Mayorkas also chaired a management group that oversaw the DHS Acquisition Review Board and reviewed recommendations from the department’s Joint Requirements Council.

A statement from Biden’s transition team announcing the selection of Mayorkas said that in addition to leading the implementation of DACA at DHS, Mayorkas “negotiated cybersecurity and homeland security agreements with foreign governments, led the department’s response to Ebola and Zika, helped build and administer the Blue Campaign to combat human trafficking, and developed an emergency relieve program for orphaned youth following the tragic January 2010 earthquake in Haiti.”

In addition to his prior confirmations by the Senate to lead USCIS and be the DHS deputy, he was nominated in 1998 by then President Clinton and confirmed by the Senate to the U.S. Attorney for the Central District of California.

Most recently, Mayorkas served as a partner in the international law firm WilmerHale as a corporate counsel and litigator.
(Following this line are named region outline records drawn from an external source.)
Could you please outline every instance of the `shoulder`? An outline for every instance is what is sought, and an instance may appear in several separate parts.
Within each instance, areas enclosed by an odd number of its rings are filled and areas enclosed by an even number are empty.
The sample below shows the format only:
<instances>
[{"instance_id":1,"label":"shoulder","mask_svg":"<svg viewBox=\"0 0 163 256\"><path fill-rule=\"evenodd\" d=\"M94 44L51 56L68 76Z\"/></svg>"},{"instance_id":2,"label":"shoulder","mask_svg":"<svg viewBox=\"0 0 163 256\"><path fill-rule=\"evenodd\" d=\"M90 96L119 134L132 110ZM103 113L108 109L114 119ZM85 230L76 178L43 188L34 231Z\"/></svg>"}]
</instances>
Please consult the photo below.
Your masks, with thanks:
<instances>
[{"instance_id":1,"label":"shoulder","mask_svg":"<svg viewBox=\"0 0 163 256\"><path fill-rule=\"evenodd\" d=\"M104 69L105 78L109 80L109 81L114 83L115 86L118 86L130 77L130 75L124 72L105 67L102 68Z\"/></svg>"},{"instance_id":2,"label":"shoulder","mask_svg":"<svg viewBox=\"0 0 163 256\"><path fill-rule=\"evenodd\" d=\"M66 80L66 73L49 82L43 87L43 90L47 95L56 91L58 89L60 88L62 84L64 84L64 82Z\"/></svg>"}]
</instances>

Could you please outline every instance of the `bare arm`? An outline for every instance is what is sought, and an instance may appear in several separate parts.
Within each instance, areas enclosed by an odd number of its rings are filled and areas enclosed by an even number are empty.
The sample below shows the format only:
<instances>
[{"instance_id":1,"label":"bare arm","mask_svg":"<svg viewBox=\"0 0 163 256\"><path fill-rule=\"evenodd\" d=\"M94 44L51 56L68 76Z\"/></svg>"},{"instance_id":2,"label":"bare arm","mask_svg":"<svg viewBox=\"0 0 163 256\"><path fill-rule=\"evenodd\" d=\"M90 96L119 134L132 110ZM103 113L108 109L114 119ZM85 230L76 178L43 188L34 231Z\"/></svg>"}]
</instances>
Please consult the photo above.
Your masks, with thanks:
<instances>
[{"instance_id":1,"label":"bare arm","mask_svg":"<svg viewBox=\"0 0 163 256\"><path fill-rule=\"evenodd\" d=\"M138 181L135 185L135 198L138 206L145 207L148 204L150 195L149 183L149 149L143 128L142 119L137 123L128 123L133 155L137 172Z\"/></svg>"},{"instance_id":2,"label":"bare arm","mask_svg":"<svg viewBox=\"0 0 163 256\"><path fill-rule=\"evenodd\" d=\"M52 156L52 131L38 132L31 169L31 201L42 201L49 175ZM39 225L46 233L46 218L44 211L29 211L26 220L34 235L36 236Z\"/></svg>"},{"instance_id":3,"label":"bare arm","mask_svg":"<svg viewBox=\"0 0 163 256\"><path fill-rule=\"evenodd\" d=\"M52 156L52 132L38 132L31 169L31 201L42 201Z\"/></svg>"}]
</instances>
He also leads the firm’s COVID-19 Coronavirus Task Force.

Democratic homeland security leaders in Congress praised the selection of Mayorkas to lead DHS.

Rep. Bennie Thompson (D-Miss.), chairman of the House Homeland Security Committee, said Mayorkas’ experiences at DHS will make him “ready on Day One,” and he specifically called out his experience in immigration and cyber security.

Sen. Gary Peters (D-Mich.), ranking member on the Senate Homeland Security and Governmental Affairs Committee, lauded Mayorkas’ experience in the private and public sector and said that “I look forward to working with him as part of the confirmation process and finding commonsense solutions to the serious threats facing our nation.”